No i will wait for this update, no matter  Any idea of when it could be done ?


----------



## Geezer (Jun 23, 2021)

It seems that many new MBs have fantastic fast new ethernet interfaces that are not yet or never will be supported.

Have got a nice new supermicro with aquantia that may never be supported.


----------



## T-Daemon (Jun 23, 2021)

chris35 said:


> No i will wait for this update, no matter  Any idea of when it could be done ?


Maybe in a few weeks or a month. According to the differential revision SirDice linked to, the revision was "accepted and ready to land", meaning it will be integrated to CURRENT (main) first (it's not mentioned when this will be, maybe soon, maybe later), then Merged from CURRENT to STABLE, usually after two weeks, and to RELEASE with a next minor RELEASE upgrade, which has not yet been announced.

But if you see this time as to long


chris35 said:


> I am a bit in a hurry to be able to use this OS on my PC


and are willing to build system components from source (kernel or kernel module) you can have the driver right now.

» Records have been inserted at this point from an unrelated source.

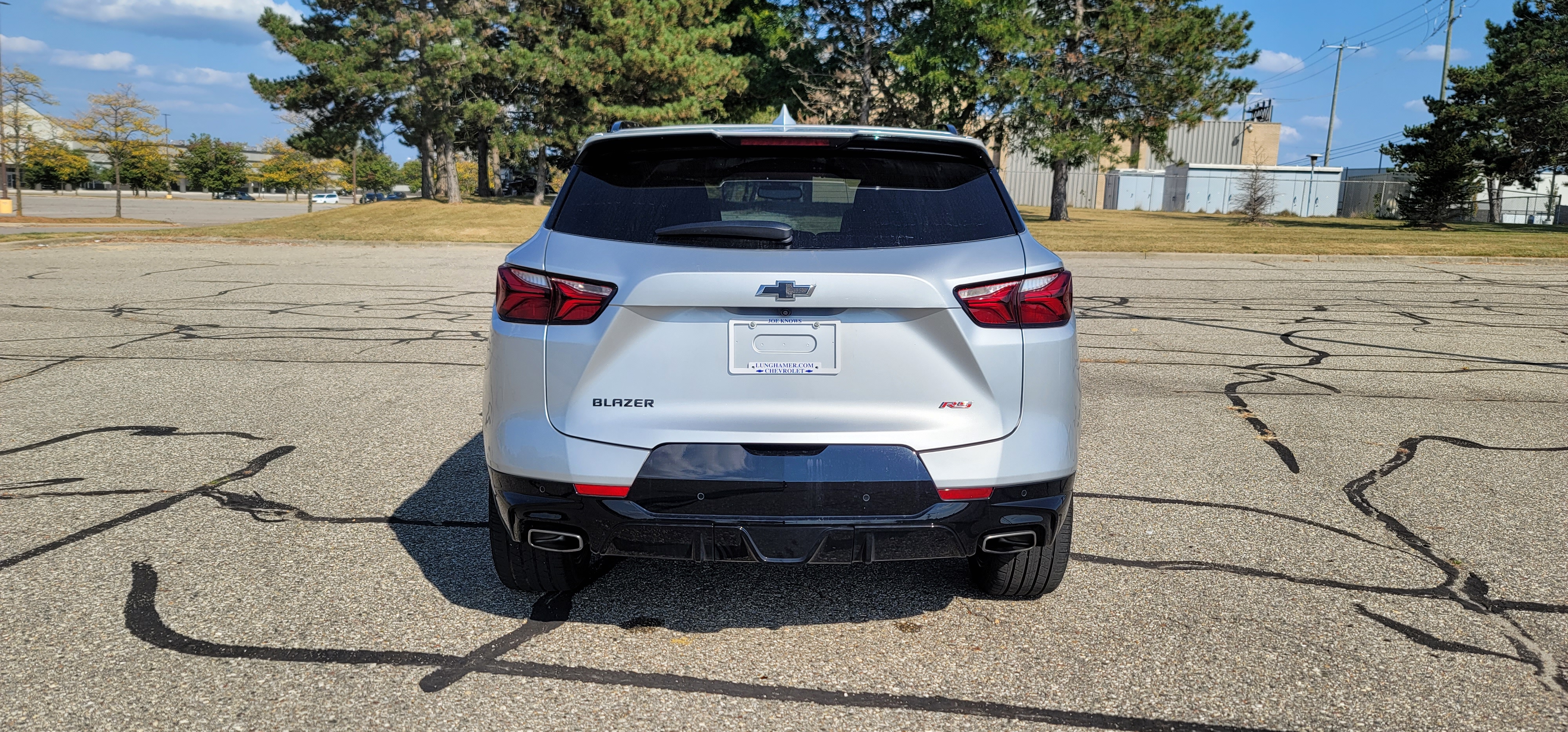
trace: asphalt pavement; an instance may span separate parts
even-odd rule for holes
[[[1068,255],[1057,592],[627,560],[536,596],[481,528],[503,252],[0,251],[0,721],[1568,727],[1568,268]]]
[[[14,196],[14,193],[13,193]],[[174,197],[165,199],[162,193],[154,193],[152,196],[141,197],[132,196],[129,191],[121,197],[121,210],[125,218],[140,218],[147,221],[169,221],[180,226],[216,226],[216,224],[235,224],[241,221],[256,221],[263,218],[279,218],[293,216],[298,213],[306,213],[307,204],[285,202],[285,201],[213,201],[205,197],[209,194],[199,194],[201,197]],[[315,210],[336,208],[337,205],[347,204],[317,204]],[[53,191],[24,191],[22,213],[28,216],[58,216],[58,218],[88,218],[88,216],[113,216],[114,215],[114,196],[105,196],[103,191],[82,191],[82,194],[60,193]],[[72,226],[72,224],[49,224],[49,226],[25,226],[25,224],[9,224],[9,216],[0,215],[0,234],[27,234],[27,232],[96,232],[96,230],[119,230],[119,229],[151,229],[147,224],[135,224],[125,227],[100,227],[100,226]]]

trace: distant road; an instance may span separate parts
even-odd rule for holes
[[[105,194],[110,193],[110,194]],[[182,196],[182,194],[176,194]],[[165,199],[124,196],[121,207],[125,218],[141,218],[149,221],[172,221],[180,226],[213,226],[234,224],[238,221],[256,221],[262,218],[293,216],[306,212],[306,202],[282,201],[213,201],[207,193],[183,194],[185,197]],[[282,196],[278,196],[282,197]],[[347,205],[347,204],[339,204]],[[317,204],[315,210],[337,208],[337,205]],[[28,216],[113,216],[113,191],[82,191],[72,193],[24,193],[22,212]],[[0,234],[20,234],[28,230],[103,230],[94,226],[44,226],[44,227],[9,227],[3,226],[8,216],[0,216]]]

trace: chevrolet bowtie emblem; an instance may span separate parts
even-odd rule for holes
[[[811,292],[815,288],[817,285],[797,285],[795,281],[792,279],[781,279],[771,285],[759,287],[757,296],[759,298],[771,296],[773,299],[809,298]]]

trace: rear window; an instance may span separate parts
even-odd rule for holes
[[[793,237],[779,245],[655,234],[726,221],[781,223]],[[789,249],[946,245],[1016,234],[989,168],[977,160],[922,150],[724,143],[660,150],[591,146],[552,229],[621,241]]]

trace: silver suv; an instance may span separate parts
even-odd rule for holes
[[[485,455],[508,586],[594,556],[969,556],[1055,589],[1073,281],[980,141],[693,125],[590,138],[495,279]]]

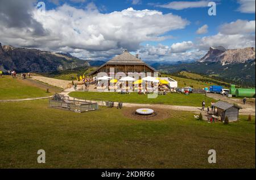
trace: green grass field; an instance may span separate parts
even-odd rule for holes
[[[53,92],[46,93],[46,89],[10,76],[0,78],[0,100],[20,99],[50,96]]]
[[[217,83],[213,83],[210,81],[219,82],[221,83],[225,83],[225,87],[229,87],[229,84],[222,81],[220,81],[211,78],[210,77],[206,77],[200,74],[189,73],[187,72],[181,72],[179,73],[186,78],[176,77],[174,76],[170,76],[166,74],[162,74],[162,77],[170,77],[178,82],[178,86],[184,87],[186,86],[191,86],[195,89],[203,89],[204,87],[209,87],[210,86],[218,85]],[[193,79],[204,79],[204,81],[197,81]]]
[[[0,168],[255,168],[255,117],[224,125],[170,111],[129,119],[128,108],[77,114],[46,99],[0,103]],[[46,163],[37,163],[44,149]],[[216,150],[217,163],[208,162]]]
[[[203,101],[207,106],[216,101],[203,94],[191,94],[188,95],[177,93],[168,93],[166,95],[158,95],[156,98],[148,99],[147,95],[137,93],[131,94],[120,94],[108,92],[72,92],[69,95],[72,97],[88,100],[110,101],[140,104],[159,104],[199,107]]]

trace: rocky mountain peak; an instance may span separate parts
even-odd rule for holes
[[[226,49],[222,46],[218,46],[217,47],[210,47],[209,51],[214,51],[214,50],[225,51]]]
[[[14,49],[14,47],[11,45],[4,45],[2,47],[2,49],[4,51],[10,51]]]
[[[243,49],[226,49],[219,46],[210,47],[208,53],[199,62],[216,62],[222,65],[227,64],[244,63],[248,60],[255,59],[255,48],[247,47]]]

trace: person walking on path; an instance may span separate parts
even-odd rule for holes
[[[205,107],[205,102],[204,101],[202,102],[202,108],[201,109],[201,111],[204,111],[204,107]]]
[[[243,104],[245,104],[245,103],[246,102],[246,97],[243,98]]]
[[[213,105],[214,105],[214,102],[212,102],[210,103],[210,107],[212,108],[212,111],[213,111],[213,108],[214,108]]]

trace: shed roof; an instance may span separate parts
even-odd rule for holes
[[[213,104],[213,106],[214,106],[217,108],[222,109],[224,111],[228,110],[229,108],[232,108],[232,107],[236,107],[239,109],[242,108],[242,107],[241,107],[240,106],[239,106],[237,104],[232,104],[232,103],[230,103],[229,102],[227,102],[226,101],[218,101],[217,102]]]

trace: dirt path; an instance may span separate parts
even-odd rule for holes
[[[60,80],[57,79],[47,78],[44,77],[40,76],[34,76],[33,79],[36,79],[39,81],[43,82],[44,83],[47,83],[52,86],[55,86],[57,87],[60,87],[64,89],[65,90],[61,94],[64,94],[66,96],[69,96],[68,94],[70,92],[74,91],[75,90],[73,87],[68,87],[69,86],[68,85],[71,83],[71,81],[64,81]],[[79,87],[79,86],[77,87]],[[227,102],[229,102],[232,103],[236,103],[239,106],[241,106],[243,108],[240,110],[240,113],[242,115],[254,115],[255,114],[255,99],[249,99],[247,101],[248,103],[243,105],[242,103],[242,100],[240,99],[234,99],[234,98],[229,98],[226,97],[223,97],[220,94],[212,94],[208,93],[207,94],[207,96],[212,98],[216,100],[223,100]],[[70,97],[71,99],[74,99],[73,98]],[[79,99],[75,98],[75,99]],[[79,99],[81,100],[81,99]],[[94,102],[98,102],[100,105],[105,105],[105,102],[97,102],[97,101],[92,101]],[[102,104],[102,103],[104,104]],[[117,105],[117,102],[115,102],[115,106]],[[192,107],[192,106],[174,106],[174,105],[167,105],[167,104],[136,104],[136,103],[123,103],[123,106],[125,107],[143,107],[145,106],[150,107],[152,108],[159,108],[160,107],[163,109],[170,109],[177,111],[192,111],[195,112],[195,113],[200,113],[202,112],[204,115],[207,114],[206,111],[201,111],[201,107]]]
[[[58,87],[63,89],[69,87],[69,85],[72,82],[72,81],[61,80],[43,76],[32,76],[32,78],[34,80],[43,82],[51,86]]]
[[[48,89],[49,92],[59,93],[63,91],[63,89],[57,87],[53,87],[47,84],[35,81],[32,78],[26,78],[26,79],[23,79],[23,83],[26,83],[30,86],[35,86],[40,89],[46,90]]]
[[[18,101],[32,101],[32,100],[38,100],[38,99],[49,99],[52,97],[42,97],[42,98],[27,98],[27,99],[14,99],[14,100],[0,100],[0,103],[5,103],[8,102],[18,102]]]

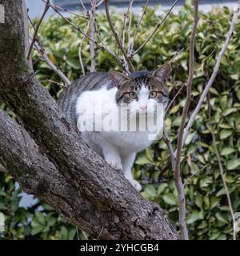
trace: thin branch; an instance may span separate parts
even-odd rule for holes
[[[1,164],[0,164],[0,173],[4,173],[4,174],[7,173],[6,169],[3,167]]]
[[[198,112],[200,111],[201,110],[201,107],[202,107],[202,102],[210,88],[210,86],[212,86],[212,84],[214,83],[214,80],[215,80],[215,78],[217,76],[217,74],[218,74],[218,69],[219,69],[219,66],[220,66],[220,63],[221,63],[221,61],[222,61],[222,58],[226,50],[226,48],[231,40],[231,38],[234,34],[234,27],[235,27],[235,24],[237,22],[237,20],[238,20],[238,14],[239,14],[239,12],[240,12],[240,8],[239,8],[239,5],[240,5],[240,0],[238,0],[238,9],[237,9],[237,11],[234,13],[234,14],[233,15],[233,18],[232,18],[232,20],[231,20],[231,23],[230,23],[230,30],[229,30],[229,32],[227,34],[227,36],[226,36],[226,41],[224,42],[224,45],[221,50],[221,51],[219,52],[218,54],[218,58],[217,58],[217,62],[216,62],[216,65],[214,68],[214,71],[212,73],[212,75],[210,78],[210,80],[208,81],[201,97],[200,97],[200,99],[197,104],[197,106],[195,107],[193,114],[191,114],[190,118],[190,120],[185,128],[185,130],[184,130],[184,134],[183,134],[183,138],[182,138],[182,144],[184,144],[185,141],[186,141],[186,138],[190,132],[190,130],[197,117],[197,114],[198,114]]]
[[[47,0],[46,2],[46,5],[45,5],[45,8],[44,8],[44,10],[43,10],[43,13],[42,14],[42,17],[40,18],[39,19],[39,22],[38,22],[37,26],[36,26],[36,28],[34,30],[34,34],[33,35],[33,39],[32,39],[32,42],[31,42],[31,44],[29,47],[29,51],[28,51],[28,54],[27,54],[27,59],[29,60],[30,59],[30,54],[31,54],[31,51],[32,51],[32,49],[33,49],[33,46],[34,46],[34,44],[36,41],[36,38],[38,37],[38,30],[39,30],[39,27],[40,27],[40,25],[41,23],[43,21],[43,18],[46,15],[46,14],[47,13],[48,10],[49,10],[49,7],[50,7],[50,0]]]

The linked revision comes with a patch which can be applied to the system source to build the igc(4) driver. I've tested the patch, kernel or kernel module alone builds fine on 13.0-RELEASE, but I can't test the functionality, no hardware. Try the kernel module.


----------



## chris35 (Jun 23, 2021)

i'm not a super user but i will give it a try, many thanks to all for your help !


----------



## chris35 (Jun 23, 2021)

i boot on my 13.0-RELEASE i have on my USB but what should i do ?
i dont have any IPV4 or 6 possibility
>> just tried the FreeBSD 14.0-CURRENT too and no network too


----------



## SirDice (Jun 23, 2021)

chris35 said:


> >> just tried the FreeBSD 14.0-CURRENT too and no network too





T-Daemon said:


> the revision was "accepted and ready to land", meaning it will be integrated to CURRENT (main) first (*it's not mentioned when this will be, maybe soon, maybe later*),


(emphasis mine)


----------



## chris35 (Jun 23, 2021)

ok thanks Sir, then maybe i will wait few days or weeks


----------



## chris35 (Jun 23, 2021)

T-Daemon said:


> and are willing to build system components from source (kernel or kernel module) you can have the driver right now.
> 
> The linked revision comes with a patch which can be applied to the system source to build the igc(4) driver. I've tested the patch, kernel or kernel module alone builds fine on 13.0-RELEASE, but I can't test the functionality, no hardware. Try the kernel module.


can someone could explain me what and how doing this ?
i'm not a super user but i have some linux and general skills...


----------



## T-Daemon (Jun 23, 2021)

chris35 said:


> can someone could explain me what and how doing this ?
> i'm not a super user ...


Neither am I, and you don't have to be a super user. If you read the systems manuals and documentation you will do fine. Building a kernel or a kernel module on FreeBSD is very simple.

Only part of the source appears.